The PC48E did not immediately work completely: it worked for the XYZ axes (azimuth, altitude, rotator), but not for the TUV axes (secondary actuators). The card had some voltage leakage that OMS attributed to the encoder option (for UV axes), so OMS issued a RMA and repaired this issue (from OMS: per EW 138 U55 was removed and pin 6,7,9,10 were clipped off of U65). However, this did not resolved the issue. Turns out the motor controllers for the secondary actuators (Anaheim Automation model MBL-500) have 10 ohm pull-down resistors for step, direction, and enable, while the OMS cards require pull-up resistors. How it was working with the PC38 is a bit of a mystery: perhaps those cards were specially modified, or perhaps they had ``beneficial'' leakage.
With the PC38-6E we were getting intermittent "hangs" of the system which we think may have been attributable to the card (but not sure!).
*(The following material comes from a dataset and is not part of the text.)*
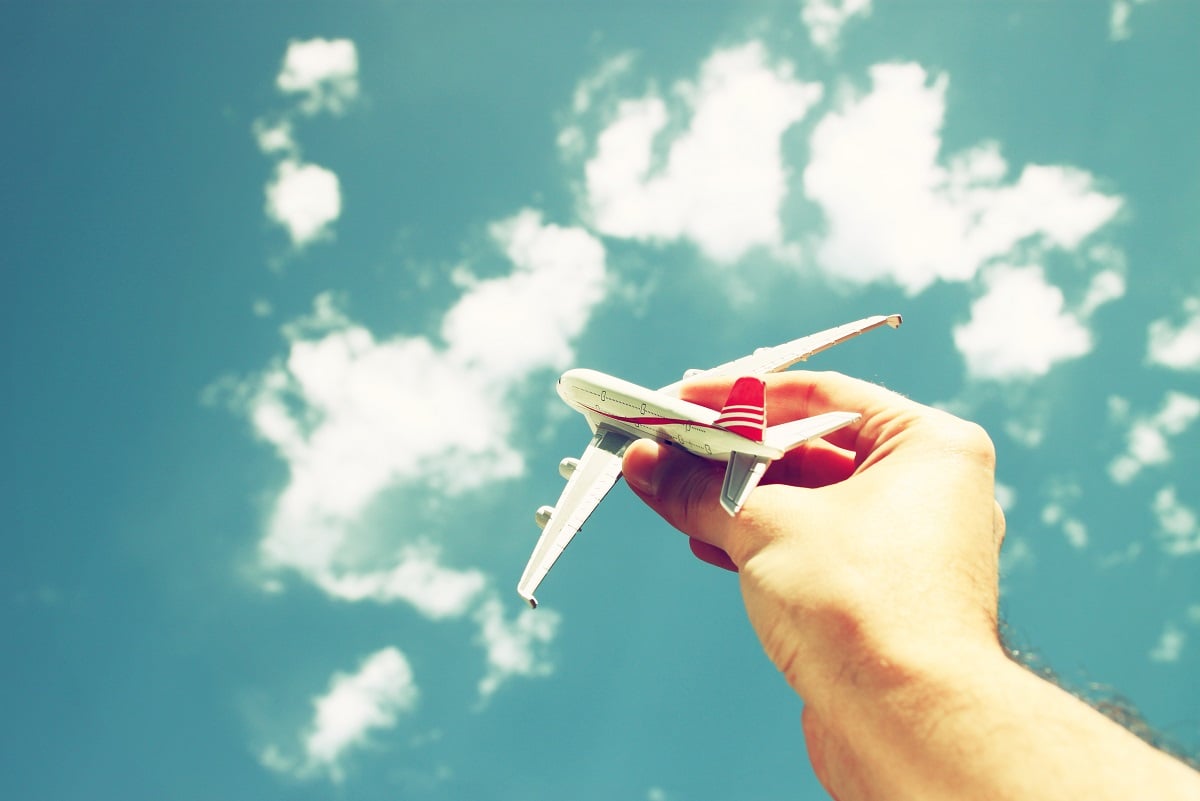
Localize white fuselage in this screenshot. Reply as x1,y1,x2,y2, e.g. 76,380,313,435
558,369,782,462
Nonetheless, it is probably a viable spare at some level, especially for the guider PC38-6. It has been left in the computer, configured at base address 0x300.
Because of the end-of-life issues, we also ordered another spare PC48-6E (S/N 3489).
The primary maintenance required to keep the telescope in good operating condition is routine inspection and cleaning of all drive surfaces on the telescope. This is critical to keep motor and encoder rollers from slipping. Use Kimwipes and acetone to clean the azimuth, elevation and rotator drive surfaces at minimum once a month. During moth season, this may need to be done once every few days.
Periodic rotation of the telescope over its full range of motion is advisable to insure smooth motion.
Periodic lubrication of the azimuth bearing may be advisable.